Lingchen Yang,Gaspard Zoss,Prashanth Chandran,Paulo Gotardo,Markus Gross,Barbara Solenthaler,Eftychios Sifakis,Derek Bradley
DOI: https://doi.org/10.1145/3610548.3618156
2024-01-27
Abstract:3D facial animation is often produced by manipulating facial deformation models (or rigs), that are traditionally parameterized by expression controls. A key component that is usually overlooked is expression 'style', as in, how a particular expression is performed. Although it is common to define a semantic basis of expressions that characters can perform, most characters perform each expression in their own style. To date, style is usually entangled with the expression, and it is not possible to transfer the style of one character to another when considering facial animation. We present a new face model, based on a data-driven implicit neural physics model, that can be driven by both expression and style separately. At the core, we present a framework for learning implicit physics-based actuations for multiple subjects simultaneously, trained on a few arbitrary performance capture sequences from a small set of identities. Once trained, our method allows generalized physics-based facial animation for any of the trained identities, extending to unseen performances. Furthermore, it grants control over the animation style, enabling style transfer from one character to another or blending styles of different characters. Lastly, as a physics-based model, it is capable of synthesizing physical effects, such as collision handling, setting our method apart from conventional approaches.
Computer Vision and Pattern Recognition,Graphics
What problem does this paper attempt to address?

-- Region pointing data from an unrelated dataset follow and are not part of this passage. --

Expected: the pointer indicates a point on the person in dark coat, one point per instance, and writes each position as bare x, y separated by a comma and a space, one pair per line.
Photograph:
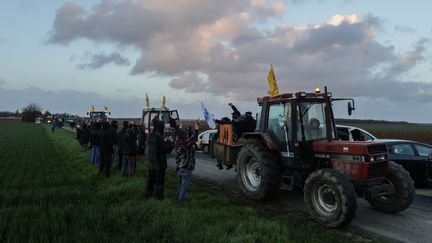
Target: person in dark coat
106, 143
250, 122
129, 150
185, 160
156, 154
94, 132
115, 135
83, 136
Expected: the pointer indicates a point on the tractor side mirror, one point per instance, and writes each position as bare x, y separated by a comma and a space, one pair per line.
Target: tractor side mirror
350, 108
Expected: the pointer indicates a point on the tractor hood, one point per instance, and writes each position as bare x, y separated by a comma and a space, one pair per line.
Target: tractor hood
351, 148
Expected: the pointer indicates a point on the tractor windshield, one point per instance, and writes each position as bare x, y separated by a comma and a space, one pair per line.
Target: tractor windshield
311, 121
98, 114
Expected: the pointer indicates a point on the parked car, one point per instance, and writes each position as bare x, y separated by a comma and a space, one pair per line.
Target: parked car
350, 133
203, 140
415, 157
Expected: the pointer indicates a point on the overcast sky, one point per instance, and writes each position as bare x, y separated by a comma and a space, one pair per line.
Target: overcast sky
69, 55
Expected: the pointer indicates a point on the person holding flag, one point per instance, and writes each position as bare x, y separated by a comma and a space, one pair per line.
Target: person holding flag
273, 88
209, 118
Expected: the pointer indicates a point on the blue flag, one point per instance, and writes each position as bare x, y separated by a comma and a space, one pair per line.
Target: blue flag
208, 117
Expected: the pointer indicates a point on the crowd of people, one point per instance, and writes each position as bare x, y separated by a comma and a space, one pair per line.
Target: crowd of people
121, 148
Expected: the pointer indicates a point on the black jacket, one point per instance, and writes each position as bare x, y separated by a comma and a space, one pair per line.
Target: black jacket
106, 141
157, 148
128, 142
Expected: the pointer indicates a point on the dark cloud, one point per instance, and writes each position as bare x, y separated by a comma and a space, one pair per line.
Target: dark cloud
124, 90
404, 29
99, 60
219, 51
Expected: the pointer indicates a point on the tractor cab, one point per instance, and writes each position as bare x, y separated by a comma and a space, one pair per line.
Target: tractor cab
294, 121
295, 146
98, 116
169, 117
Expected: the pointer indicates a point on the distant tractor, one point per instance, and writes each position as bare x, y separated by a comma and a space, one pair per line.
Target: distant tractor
169, 117
295, 146
98, 116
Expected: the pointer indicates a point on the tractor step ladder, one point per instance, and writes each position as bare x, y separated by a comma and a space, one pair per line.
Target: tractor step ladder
290, 185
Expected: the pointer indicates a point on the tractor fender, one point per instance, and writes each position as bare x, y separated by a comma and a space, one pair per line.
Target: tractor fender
259, 136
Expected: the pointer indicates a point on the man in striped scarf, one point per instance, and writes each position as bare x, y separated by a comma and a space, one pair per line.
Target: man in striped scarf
185, 160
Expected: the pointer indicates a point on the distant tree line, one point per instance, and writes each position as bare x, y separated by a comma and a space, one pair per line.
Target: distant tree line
31, 112
10, 113
369, 121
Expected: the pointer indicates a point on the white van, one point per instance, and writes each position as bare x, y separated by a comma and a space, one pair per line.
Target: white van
346, 133
203, 140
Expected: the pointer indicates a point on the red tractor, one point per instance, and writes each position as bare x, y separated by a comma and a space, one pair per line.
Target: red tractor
295, 146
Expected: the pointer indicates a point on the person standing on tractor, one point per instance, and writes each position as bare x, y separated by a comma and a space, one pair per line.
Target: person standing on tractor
94, 142
106, 143
185, 160
129, 150
53, 125
156, 154
114, 133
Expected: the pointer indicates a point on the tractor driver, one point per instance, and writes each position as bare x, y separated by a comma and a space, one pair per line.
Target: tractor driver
313, 129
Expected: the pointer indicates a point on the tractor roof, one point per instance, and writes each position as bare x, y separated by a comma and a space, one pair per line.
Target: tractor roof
293, 96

This paper presents a new facial animation model that is based on a data-driven implicit neural physics model and can be independently driven by expressions and styles. Traditional 3D facial animation is typically created by controlling a facial deformation model (or rig), which often overlooks the "style" of expressions, i.e., how a character performs specific expressions. Each character has its own expression style, and currently, it is not easy to transfer the style of one character's facial animation to another. The new model described in the paper can learn from data of multiple identities, allowing independent control of expressions and styles. The core framework lies in their proposal of a method for learning implicit physics-driven activations for multiple subjects simultaneously, requiring only a small number of performance capture sequences from a few identities. Once trained, this method can achieve generic physics-based facial animation for any trained identity that extends to unseen performances and provides control over animation style, enabling style transfer or blending of different character styles. Additionally, as a physics-based model, it also enables synthesis of physical effects such as collision handling, setting it apart from traditional methods. The researchers also made some design decisions, including using an implicit neural network that is independent of anatomical structures to avoid constructing consistent simulation grids; using traditional blend weights parameterization for expressions and quantization of style code for style parameterization; and leveraging Lipschitz weight regularization to smooth out activations, enabling separation of expression and style spaces. The model also incorporates a robust and diverse collision model. In summary, the problem addressed in this paper is how to create a facial animation model that takes expressions and styles into account simultaneously, allowing style transfer between different characters while simulating physical effects, thereby improving the realism and flexibility of facial animation.